Climate Change Threatens Panama Canal And Global Maritime Trade

The Panama Canal is a conduit for 6% of the global maritime traffic. But climate change is disrupting that trade. While high temperatures and little rain are the primary causes, four hurricanes over seven years have been equally devastating.

The Panama Canal is in the midst of Panama’s rainforests, which cover 68% of its land or nearly 12.7 million acres. Both depend on precipitation for survival. If the rainforests do not get ample rainfall, it trickles down to the canal. The bad news is that the canal’s authorities say that 2019 was the fifth most arid in 70 years, with rainfall 20% less than the average, all compounded by depleted reservoirs.

Indeed, water levels fell in 2015 and 2016, and shippers had to reduce the amount of cargo on their vessels — money down the drain.

“The Panama Canal is the only interoceanic commerce route whose operation depends on the availability of freshwater, making it the most vulnerable to the adverse impacts of global climate change,” says Emilio Sempris, former minister of the environment for Panama from 2015 to 2017, in a talk with this writer. “There is no better natural solution to secure water in the Panama Canal watershed than protecting forests and planting more trees.”

The United States built the Panama Canal between 1904 and 1914 — a freshwater shortcut that allows ships to avoid sailing around the tip of South America. The Panamanians expanded the waterway this century. As a result, shippers cut their time at sea from two months to 10 hours. More than 10 million ships have accessed the canal since it opened.

In 2021, 517 million tons of goods went through the canal, generating $2.1 billion in contributions to Panama’s National Treasury. In 2022, those collections will hit $2.25 billion.

The expansion of the Panama Canal led to less time at sea, resulting in 16 million fewer tons of CO2 in 2021 and 650 million tons since 1914. Meanwhile, the rainforests have soaked up 18.3 million tons of CO2 between 2016 and 2020. Moreover, Panama’s rainforests absorb more CO2 than its national energy sector emits yearly. That’s why Panama has fastidiously safeguarded its trees: Between 1947 and 2014, the country lost 6.7 million acres of forest — a fraction of its total — mostly lost due to ranching and agriculture.

Despite these contributions, Sempris says that Panama has not received any direct payments or carbon credit monies for protecting its rainforests and curbing carbon emissions. “Since adopting the Paris Agreement in 2015, Panama has implemented legal and institutional arrangements to phase out deforestation and restore its forest cover. We know the trees host our rich biodiversity, prevent soil erosion, and regulate the water cycle.”

Show Us the Money

Panama has complied with the UN verification process, which requires countries to account for their trees and ascertain how much carbon they will absorb if left standing. Those are the rules of the Paris climate agreement if the rainforest nations want to sell carbon credits to countries and corporations.
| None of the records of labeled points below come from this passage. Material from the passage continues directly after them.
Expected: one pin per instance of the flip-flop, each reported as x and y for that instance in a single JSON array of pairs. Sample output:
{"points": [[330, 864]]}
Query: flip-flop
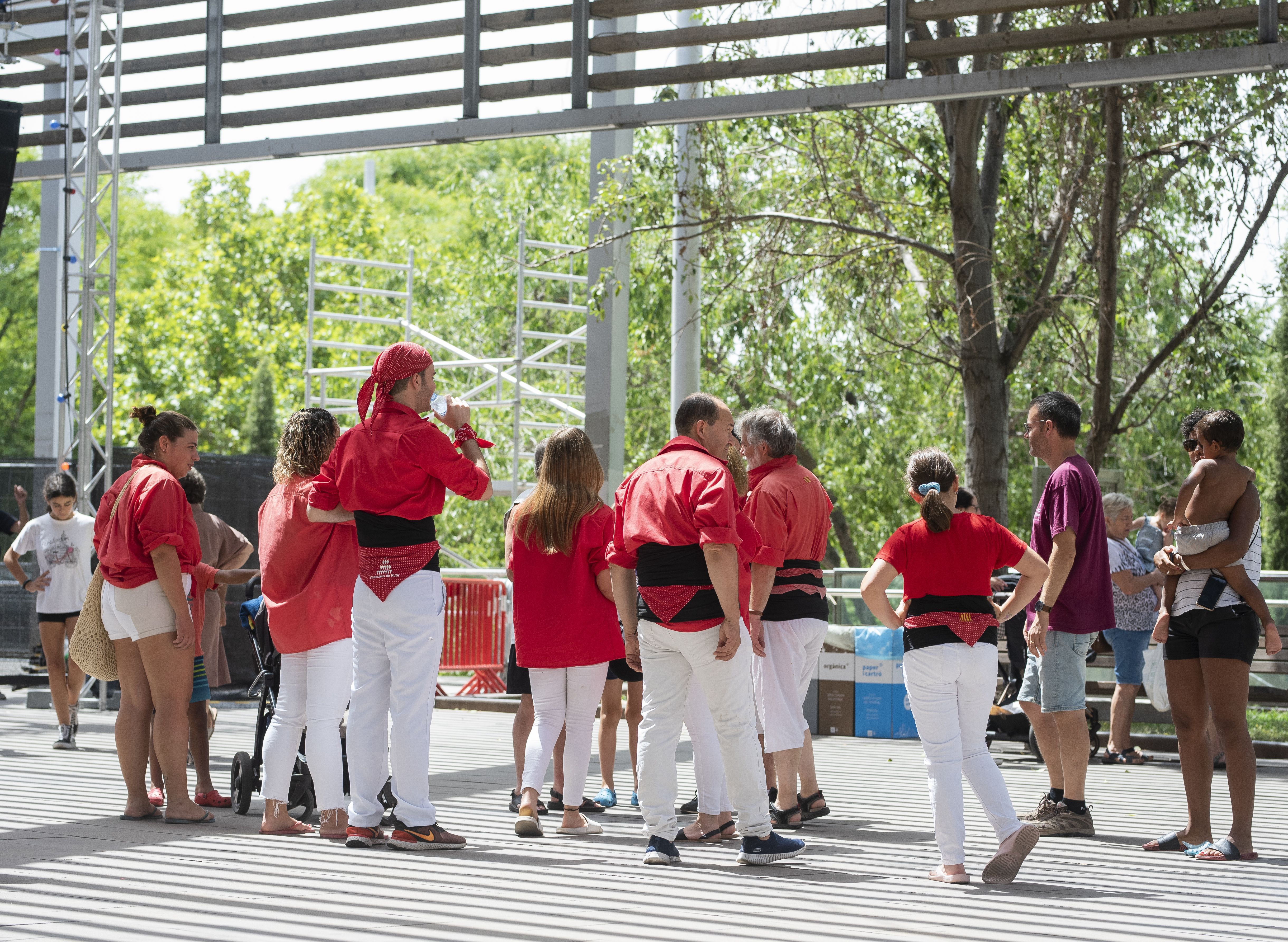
{"points": [[208, 820], [1169, 842], [1229, 852]]}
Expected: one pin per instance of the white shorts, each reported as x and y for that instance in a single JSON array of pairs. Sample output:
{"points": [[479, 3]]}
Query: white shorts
{"points": [[138, 613]]}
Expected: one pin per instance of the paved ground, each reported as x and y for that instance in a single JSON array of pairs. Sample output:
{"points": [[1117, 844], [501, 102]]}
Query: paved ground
{"points": [[70, 869]]}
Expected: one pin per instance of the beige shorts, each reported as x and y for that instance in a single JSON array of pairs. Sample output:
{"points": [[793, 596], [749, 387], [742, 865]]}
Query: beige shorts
{"points": [[138, 613]]}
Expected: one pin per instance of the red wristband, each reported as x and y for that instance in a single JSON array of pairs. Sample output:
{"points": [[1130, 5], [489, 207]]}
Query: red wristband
{"points": [[467, 435]]}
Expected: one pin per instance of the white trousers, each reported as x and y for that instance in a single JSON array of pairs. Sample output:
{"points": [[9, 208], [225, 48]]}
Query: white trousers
{"points": [[782, 680], [951, 690], [396, 650], [708, 766], [314, 693], [564, 698], [671, 660]]}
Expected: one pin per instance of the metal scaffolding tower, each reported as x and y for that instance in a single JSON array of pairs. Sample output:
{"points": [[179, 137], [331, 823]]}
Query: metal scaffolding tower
{"points": [[92, 168], [509, 408]]}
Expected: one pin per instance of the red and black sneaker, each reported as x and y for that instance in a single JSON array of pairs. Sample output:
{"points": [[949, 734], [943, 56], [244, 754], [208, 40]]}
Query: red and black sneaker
{"points": [[364, 837], [424, 838]]}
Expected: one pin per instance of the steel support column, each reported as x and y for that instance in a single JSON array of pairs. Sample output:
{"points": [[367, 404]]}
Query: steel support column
{"points": [[472, 60], [686, 248], [214, 69], [607, 333], [897, 39]]}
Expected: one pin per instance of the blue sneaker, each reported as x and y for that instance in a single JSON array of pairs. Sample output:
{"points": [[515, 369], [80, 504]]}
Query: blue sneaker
{"points": [[662, 851], [776, 847]]}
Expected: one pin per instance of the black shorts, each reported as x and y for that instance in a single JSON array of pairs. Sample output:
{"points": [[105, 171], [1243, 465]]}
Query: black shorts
{"points": [[517, 680], [57, 616], [1229, 632], [620, 671]]}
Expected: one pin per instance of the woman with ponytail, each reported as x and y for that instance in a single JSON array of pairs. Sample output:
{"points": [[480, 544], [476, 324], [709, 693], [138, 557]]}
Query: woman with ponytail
{"points": [[149, 548], [950, 662]]}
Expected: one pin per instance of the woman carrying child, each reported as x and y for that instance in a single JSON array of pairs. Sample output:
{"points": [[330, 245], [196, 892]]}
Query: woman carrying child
{"points": [[565, 619]]}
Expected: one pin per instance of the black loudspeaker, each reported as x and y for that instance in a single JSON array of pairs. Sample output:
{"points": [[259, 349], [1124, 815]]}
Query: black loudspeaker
{"points": [[11, 114]]}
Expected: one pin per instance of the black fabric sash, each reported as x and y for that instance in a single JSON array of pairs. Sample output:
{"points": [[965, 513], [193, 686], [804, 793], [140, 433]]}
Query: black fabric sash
{"points": [[384, 530], [788, 606], [665, 566], [934, 636]]}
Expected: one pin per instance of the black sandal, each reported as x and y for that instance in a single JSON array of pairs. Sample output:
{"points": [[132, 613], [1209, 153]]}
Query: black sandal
{"points": [[782, 817], [811, 814]]}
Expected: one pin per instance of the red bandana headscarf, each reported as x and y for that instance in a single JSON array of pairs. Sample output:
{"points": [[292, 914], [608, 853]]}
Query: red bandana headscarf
{"points": [[396, 362]]}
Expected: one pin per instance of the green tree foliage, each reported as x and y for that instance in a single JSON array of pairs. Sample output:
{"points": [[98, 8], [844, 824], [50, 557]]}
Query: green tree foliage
{"points": [[259, 434]]}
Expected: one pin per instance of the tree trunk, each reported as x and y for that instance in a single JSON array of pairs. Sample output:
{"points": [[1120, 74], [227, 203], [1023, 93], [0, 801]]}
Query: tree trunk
{"points": [[1103, 425], [983, 373]]}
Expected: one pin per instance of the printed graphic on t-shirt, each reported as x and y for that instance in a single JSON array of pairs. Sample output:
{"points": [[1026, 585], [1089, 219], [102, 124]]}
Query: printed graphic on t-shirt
{"points": [[61, 552]]}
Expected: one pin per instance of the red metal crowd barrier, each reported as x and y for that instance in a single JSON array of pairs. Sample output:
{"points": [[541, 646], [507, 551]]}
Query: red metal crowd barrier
{"points": [[475, 633]]}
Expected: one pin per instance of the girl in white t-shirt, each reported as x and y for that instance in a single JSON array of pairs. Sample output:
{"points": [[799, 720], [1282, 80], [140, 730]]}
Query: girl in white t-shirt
{"points": [[64, 542]]}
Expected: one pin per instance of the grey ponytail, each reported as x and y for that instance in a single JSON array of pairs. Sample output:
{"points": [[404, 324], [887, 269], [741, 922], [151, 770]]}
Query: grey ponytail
{"points": [[930, 473]]}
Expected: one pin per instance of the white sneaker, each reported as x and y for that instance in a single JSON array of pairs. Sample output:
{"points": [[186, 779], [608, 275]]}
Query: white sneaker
{"points": [[66, 738]]}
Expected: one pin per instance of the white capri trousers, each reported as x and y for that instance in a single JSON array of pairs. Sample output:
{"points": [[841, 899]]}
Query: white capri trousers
{"points": [[564, 698], [314, 693], [782, 680], [396, 650], [671, 660], [951, 690], [708, 766]]}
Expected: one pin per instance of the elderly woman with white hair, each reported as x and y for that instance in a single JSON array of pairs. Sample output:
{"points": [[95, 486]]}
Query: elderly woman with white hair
{"points": [[1137, 595]]}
Panama says it is eligible to sell 18 million tons of CO2 credits under the REDD+ financing mechanism — credits based on prior achievements from 2016 to 2022.

The funds from carbon credit sales will protect and enhance the country’s tropical rainforests. Sempris says that the credits will be ready for sale in 2023 and that $250 million would initially get raised. After year one, he says the credits would bring in $50 million to $70 million annually.

Panama will also use the money to restore deforested land and create green jobs in everything from eco-tourism to biodiversity protection to scientific research. The funds will go into a transparent and professionally managed trust. “We expect thousands of new jobs,” Sempris says. “We need to get the money to the countryside — to feed those provinces, so they engage in reforestation.”

Panama’s primary industries are agribusiness, manufacturing, petroleum products, chemicals, and transport tied to the Panama Canal and Panama City’s airport, which serves 170 destinations worldwide. Tourism also contributes $4 billion in revenues. Meanwhile, international banking is significant along with mining, as the country is rich in minerals such as copper. The inefficient agricultural sector is the leading cause of the nation’s greenhouse gas emissions.

Among the multinationals with regional headquarters in Panama: shipping company Maersk, the Procter & Gamble Co., Chevron
Corp., ExxonMobil
, and BP, all of which vow to be carbon neutral and buy carbon credits.

Panama’s efforts will have a small global impact unless the bigger rainforest nations make the same commitments and sacrifices — ones that focus on keeping their trees alive and soaking up CO2. That means Africa, Australia, Brazil, China, India, Indonesia, and Russia must stop deforestation.

“Forests must be a bigger part of the global climate solution,” says Sempris. “It is why Panama protects its forests. If there is illegal logging elsewhere, we can’t just look the other way. The Panama Canal will suffer and 6% of the global maritime traffic will be adversely impacted.”

The rainforests are vital to Panama’s economic health — the driver that keeps the Panama Canal alive and well. Climate change is a threat to Panama and beyond. The battle is multifaceted. But protecting the rainforests and ensuring access to climate finance are the cornerstones to success.